Denmark considers law to allow businesses to refuse cash
The Danish government is considering a law that will make it legal for a business to refuse payment in cash. They fear that cash payments represent “administrative and financial burdens” on firms and they should be allowed to insist on a card or electronic payment.
Denmark is already further down the road to a cashless society than we are in the UK. Apparently Denmark’s government has already stopped producing coins and notes and lots of bank branches don’t even hold cash. Of 5.6 million Danes, 2 million use Danske Bank’s mobile payment service already. Just about everyone has a debit card, it seems.
Cash does provide headaches for governments. Obviously there is an expense producing and maintaining physical cash money and keeping it in circulation. Coins are relatively durable but notes deteriorate much more quickly over time. And, needless to say, coins and notes can be counterfeited.

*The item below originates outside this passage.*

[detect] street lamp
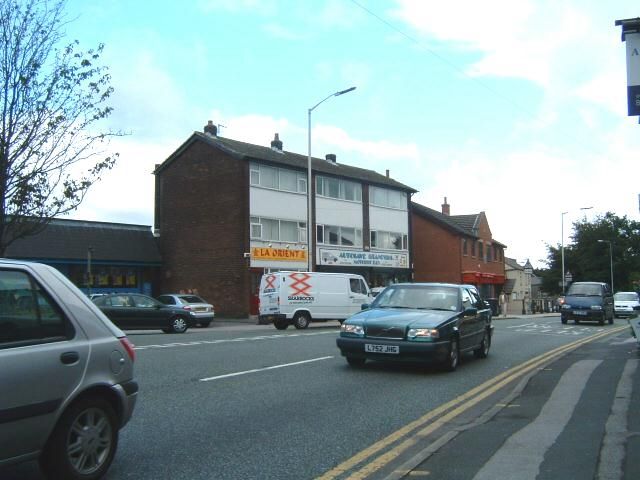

It’s easier to steal and hard to trace when it is stolen. And also, a black economy relies almost entirely on cash and governments are always keen to stamp out that sort of thing. A cashless country would be able to tackle tax avoidance much more effectively too.
And cash also represents a hassle and expense to anyone running a business. Cashing up, reconciling the tills and banking all take up time for a retail operation. Maybe not onerous, but time is money. Of course, card payments attract an expense on the flip side.
A cashless society is quite difficult to imagine. But I think the biggest reason to resist it is romance. There is something very satisfactory about coins and notes. Cash is a certain and speedy transaction. Maybe I’m a bit old-fashioned, but I do get frustrated at the bar as card payments slow down the service.